In 1995, Namco — now Bandai Namco — filed patent on “Recording medium, method of loading games program code means, and games machine”. It sounds boring, but had exciting applications: it let Namco run games-within-games while the main title loaded data.
As a result, Namco famously had a fully playable version of arcade shooter Galaxian running inbetween Ridge Racer tracks. While lengthy load times were particularly a problem in the CD-based era of the original PlayStation, more powerful hardware has been matched by increasingly demanding games, meaning players still sometimes face seemingly-interminable waits on some titles.
Because Namco had secured the patent on the idea of interstitial minigames, no one else could do the same. The best you could hope for was a particularly entertaining loading screen, or that a hint may prove relevant. However, patents expire after 20 years, which for this one was on 27 November. That means minigames while-you-wait are now an option for any developer that wants to incorporate them.
There were exceptions to Namco’s rule over the years, though. The patent specifically covered “auxillary game program code” — as in, unrelated to the main game.
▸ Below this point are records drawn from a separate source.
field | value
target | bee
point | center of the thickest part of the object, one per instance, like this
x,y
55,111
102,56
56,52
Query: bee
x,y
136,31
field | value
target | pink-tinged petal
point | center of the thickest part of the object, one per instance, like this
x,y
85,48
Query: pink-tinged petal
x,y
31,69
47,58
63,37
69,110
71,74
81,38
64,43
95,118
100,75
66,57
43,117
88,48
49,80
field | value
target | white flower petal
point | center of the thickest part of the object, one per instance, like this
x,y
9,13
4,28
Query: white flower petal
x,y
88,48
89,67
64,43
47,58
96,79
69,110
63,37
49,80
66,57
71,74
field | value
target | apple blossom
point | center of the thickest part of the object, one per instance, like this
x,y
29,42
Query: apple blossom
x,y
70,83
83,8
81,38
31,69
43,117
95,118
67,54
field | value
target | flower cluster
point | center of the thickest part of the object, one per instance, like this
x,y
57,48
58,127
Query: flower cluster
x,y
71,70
Bethesda couldn’t have, say, Wayne Gretzky Hockey running while you waited for Skyrim to load an area, but Nintendo’s Splatoon legitimately incorporated a series of original 8-bit style games, playable on the Wii U’s GamePad between matches, because they were directly and thematically related to the main game.
As a result of the patent’s expiration, an indie game jam has been set up, celebrating the opening of (hypothetically) creative floodgates. Loading Screen Jam is centred on “creating interactive loading screens (or anything that infringes on the abstract) and defiling the patent that held back game design for so many years! Create games/interactive material based on infringing the now-defunct patent in any way possible!” Submissions are open until 7 December.
WIRED has contacted Bandai Namco for comment, and will update this story accordingly.